Братья направились в трапезную на обед. К ним присоединился Мердоу. Он пропускал службы, но не трапезы. Во всех монастырях бытовало правило, что любой монах, в том числе бродячий, приглашался к столу, но мало кто столь бесцеремонно злоупотреблял этим негласным правилом, как Мердоу. Годвин впился в него взглядом. Толстяк был возбужден, будто узнал новости, которыми ему не терпелось поделиться, однако сдерживался и молчал, пока разносили блюда, пока обедали и пока послушник читал из Библии.

В этот день читали отрывок о Сусанне и старцах[40]. Годвин был недоволен выбором: слишком откровенная история, чтобы читать ее вслух людям, давшим обет безбрачия, – но сегодня даже попытки двух похотливых старцев склонить женщину ко греху не привлекли внимание братьев. Они продолжали перешептываться и поглядывали на Мердоу.

Когда обед закончился и пророк Даниил спас Сусанну от казни, расспросив по отдельности старцев, которые поведали разное, монахи потянулись к выходу. Тут Мердоу громко заговорил с Томасом:

– Брат Томас, ты, кажется, пришел в обитель с раной от меча.

Он намеренно говорил громко, чтобы все слышали. Братья остановились.

Лэнгли равнодушно посмотрел на Мердоу.

– Да.

– Эта рана обернулась для тебя утратой руки. Скажи, тебя ранили не на службе королеве Изабелле?

Томас побледнел.

– Я монах Кингсбриджа уже десять лет. Моя прежняя жизнь осталась в прошлом.

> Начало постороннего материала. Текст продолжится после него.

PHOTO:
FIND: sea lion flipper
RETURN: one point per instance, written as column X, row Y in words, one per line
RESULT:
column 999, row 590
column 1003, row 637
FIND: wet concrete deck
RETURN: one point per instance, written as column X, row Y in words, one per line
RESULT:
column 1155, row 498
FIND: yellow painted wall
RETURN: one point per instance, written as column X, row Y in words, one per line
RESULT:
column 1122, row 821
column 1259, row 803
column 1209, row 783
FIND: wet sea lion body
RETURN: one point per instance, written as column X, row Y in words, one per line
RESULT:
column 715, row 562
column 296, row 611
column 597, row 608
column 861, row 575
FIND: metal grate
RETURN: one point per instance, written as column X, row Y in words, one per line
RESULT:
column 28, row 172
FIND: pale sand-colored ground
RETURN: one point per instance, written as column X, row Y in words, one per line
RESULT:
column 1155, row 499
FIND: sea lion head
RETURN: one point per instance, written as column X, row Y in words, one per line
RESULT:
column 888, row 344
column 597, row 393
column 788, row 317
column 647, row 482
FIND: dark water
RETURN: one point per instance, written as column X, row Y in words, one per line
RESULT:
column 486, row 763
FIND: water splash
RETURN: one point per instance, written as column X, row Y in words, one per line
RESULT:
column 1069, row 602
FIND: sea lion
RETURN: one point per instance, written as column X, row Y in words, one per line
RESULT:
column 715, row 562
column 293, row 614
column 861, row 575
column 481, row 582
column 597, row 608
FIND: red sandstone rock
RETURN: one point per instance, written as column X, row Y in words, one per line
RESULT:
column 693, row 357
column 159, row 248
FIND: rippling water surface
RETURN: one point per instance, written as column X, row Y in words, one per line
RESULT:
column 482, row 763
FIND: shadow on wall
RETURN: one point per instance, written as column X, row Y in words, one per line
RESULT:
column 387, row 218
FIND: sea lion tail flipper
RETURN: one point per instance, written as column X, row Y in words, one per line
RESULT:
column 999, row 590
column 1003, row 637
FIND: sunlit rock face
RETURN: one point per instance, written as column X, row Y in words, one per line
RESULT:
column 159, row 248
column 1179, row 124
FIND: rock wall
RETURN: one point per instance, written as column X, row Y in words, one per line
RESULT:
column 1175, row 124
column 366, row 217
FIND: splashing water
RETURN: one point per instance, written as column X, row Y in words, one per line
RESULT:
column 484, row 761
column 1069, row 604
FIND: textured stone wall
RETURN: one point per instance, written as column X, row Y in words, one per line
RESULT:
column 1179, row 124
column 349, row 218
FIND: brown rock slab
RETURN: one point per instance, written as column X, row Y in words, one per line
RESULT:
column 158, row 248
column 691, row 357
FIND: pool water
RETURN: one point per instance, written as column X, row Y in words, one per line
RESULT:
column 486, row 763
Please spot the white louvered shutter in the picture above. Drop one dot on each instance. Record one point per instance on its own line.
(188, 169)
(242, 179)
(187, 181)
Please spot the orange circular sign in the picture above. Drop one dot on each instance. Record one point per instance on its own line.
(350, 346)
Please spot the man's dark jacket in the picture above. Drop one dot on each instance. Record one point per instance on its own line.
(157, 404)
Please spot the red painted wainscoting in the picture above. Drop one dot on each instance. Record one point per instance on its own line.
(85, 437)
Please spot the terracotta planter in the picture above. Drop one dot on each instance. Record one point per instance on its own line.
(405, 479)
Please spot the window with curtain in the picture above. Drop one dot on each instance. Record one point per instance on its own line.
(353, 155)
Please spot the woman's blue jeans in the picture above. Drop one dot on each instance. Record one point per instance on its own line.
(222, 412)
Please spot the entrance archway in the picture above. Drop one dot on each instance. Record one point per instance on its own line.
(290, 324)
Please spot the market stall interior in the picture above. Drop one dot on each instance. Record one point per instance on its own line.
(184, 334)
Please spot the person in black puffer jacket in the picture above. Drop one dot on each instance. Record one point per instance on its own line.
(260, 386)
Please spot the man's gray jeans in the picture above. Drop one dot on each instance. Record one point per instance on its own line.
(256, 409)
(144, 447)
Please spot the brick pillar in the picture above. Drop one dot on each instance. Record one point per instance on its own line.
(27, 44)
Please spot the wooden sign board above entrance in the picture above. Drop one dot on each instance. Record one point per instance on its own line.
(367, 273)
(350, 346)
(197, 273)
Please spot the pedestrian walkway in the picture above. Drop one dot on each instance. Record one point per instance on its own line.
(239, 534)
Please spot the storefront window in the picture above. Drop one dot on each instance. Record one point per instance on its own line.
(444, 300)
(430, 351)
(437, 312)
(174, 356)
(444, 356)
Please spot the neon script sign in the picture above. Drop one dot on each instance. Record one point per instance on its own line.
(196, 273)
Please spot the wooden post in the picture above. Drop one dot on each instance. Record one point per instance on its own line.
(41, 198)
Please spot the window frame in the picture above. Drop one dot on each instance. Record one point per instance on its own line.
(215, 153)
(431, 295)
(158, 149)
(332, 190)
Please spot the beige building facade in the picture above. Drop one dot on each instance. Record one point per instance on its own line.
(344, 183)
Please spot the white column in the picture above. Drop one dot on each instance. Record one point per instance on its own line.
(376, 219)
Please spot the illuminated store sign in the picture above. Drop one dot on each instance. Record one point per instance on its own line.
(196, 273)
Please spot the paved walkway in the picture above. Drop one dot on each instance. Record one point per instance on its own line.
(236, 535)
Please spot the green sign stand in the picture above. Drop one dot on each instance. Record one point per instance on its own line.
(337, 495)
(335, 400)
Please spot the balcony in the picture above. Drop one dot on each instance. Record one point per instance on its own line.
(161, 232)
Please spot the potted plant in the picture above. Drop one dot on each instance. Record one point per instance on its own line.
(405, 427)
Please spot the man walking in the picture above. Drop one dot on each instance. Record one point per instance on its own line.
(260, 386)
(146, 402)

Мердоу невозмутимо продолжал:

– Я спрашиваю потому, что меня интересуют земли, пожертвованные монастырю, когда ты стал одним из нас. Славная деревушка в Норфолке. Пятьсот акров земли. Возле Линна, где живет королева.

Годвин с деланым возмущением перебил:

– Какое дело чужому человеку до наших владений!

– О, я просто прочитал хартию, – ответил Мердоу. – Это ведь не секрет.

Ризничий посмотрел на сидевших рядом Карла и Симеона. Те явно испугались. Будучи помощником аббата и казначеем, они, конечно, все знали и теперь гадали, каким образом странствующий монах разыскал эту хартию. Симеон открыл было рот, но Мердоу продолжал:

– По крайней мере, не должно быть секретом.

Казначей закрыл рот. Если спросить, откуда об этом прознал Мердоу, ему самому непременно зададут вопрос, почему он держал все в тайне.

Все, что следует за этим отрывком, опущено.